Monday, January 30, 2012

Honey bees are the only insect which can be instrumentally inseminated.

Tom Glenn artificially inseminating a queen beecollecting drone honey bee semenInstrumentally insemination of queen bee

Honey bees are the only insect which can be instrumentally inseminated. The technique is over 50 years old. It is the only reliable way that the mating of queen bees can be controlled for breeding purposes. Normally a queen will mate in flight with 10 to 20 random drones high in the air and up to several miles away from their home colony.
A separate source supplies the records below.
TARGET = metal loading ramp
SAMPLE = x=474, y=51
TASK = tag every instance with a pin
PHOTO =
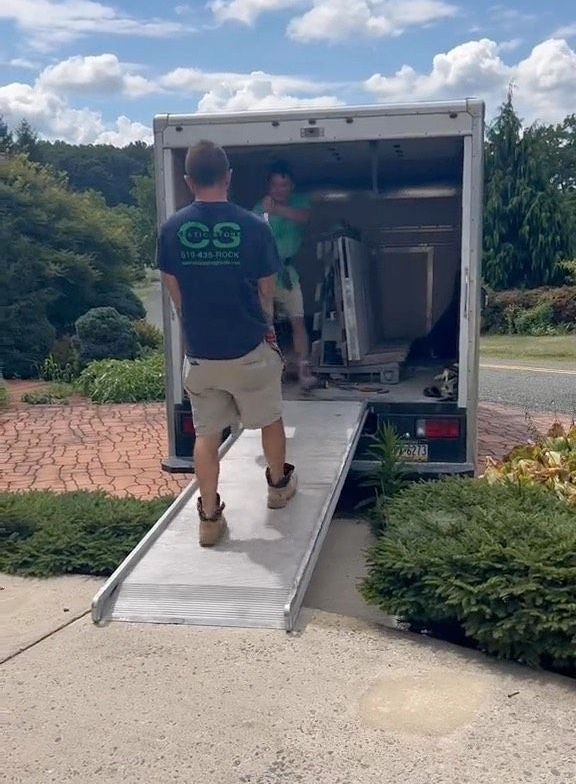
x=258, y=575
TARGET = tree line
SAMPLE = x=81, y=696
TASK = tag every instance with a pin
x=78, y=225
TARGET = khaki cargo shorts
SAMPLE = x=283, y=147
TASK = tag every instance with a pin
x=228, y=392
x=289, y=303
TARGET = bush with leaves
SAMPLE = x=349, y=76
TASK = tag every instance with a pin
x=62, y=365
x=60, y=253
x=44, y=533
x=389, y=476
x=550, y=461
x=496, y=563
x=127, y=381
x=104, y=334
x=124, y=300
x=55, y=394
x=149, y=336
x=534, y=311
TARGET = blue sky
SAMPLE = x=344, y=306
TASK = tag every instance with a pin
x=90, y=71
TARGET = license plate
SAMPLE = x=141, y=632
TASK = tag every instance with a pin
x=414, y=453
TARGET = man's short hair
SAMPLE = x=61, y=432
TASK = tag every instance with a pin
x=280, y=169
x=206, y=164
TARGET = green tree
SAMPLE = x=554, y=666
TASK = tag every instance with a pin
x=144, y=195
x=61, y=253
x=6, y=140
x=100, y=167
x=26, y=140
x=527, y=227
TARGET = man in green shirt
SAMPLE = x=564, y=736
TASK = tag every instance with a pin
x=288, y=213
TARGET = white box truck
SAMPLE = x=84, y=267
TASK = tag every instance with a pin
x=396, y=220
Today honey bee breeders have selected disease resistant lines of bee, with traits such as Varroa Sensitive Hygiene, or VSH. This trait allows the bees to thrive without chemical treatments by using the bees' own behavior to keep Varroa mites from reproducing. This achievment in bee breeding was only possible with the use of instrumental insemination.

In the above photos, Tom Glenn is collecting the semen from a drone bee, then inseminating a virgin queen with the collected semen from many drones. The process is very humane towards the queen, as she is put to sleep with carbon dioxide during the procedure. She wakes up in a few minutes and within days she is getting on with her job of laying her own weight in eggs every day, about 2,000 eggs. About five million sperm to fertilize all these eggs is stored in an organ called a spermatheca. The sperm stay alive for years until they are used, 5 to 10 at a time when each egg is layed.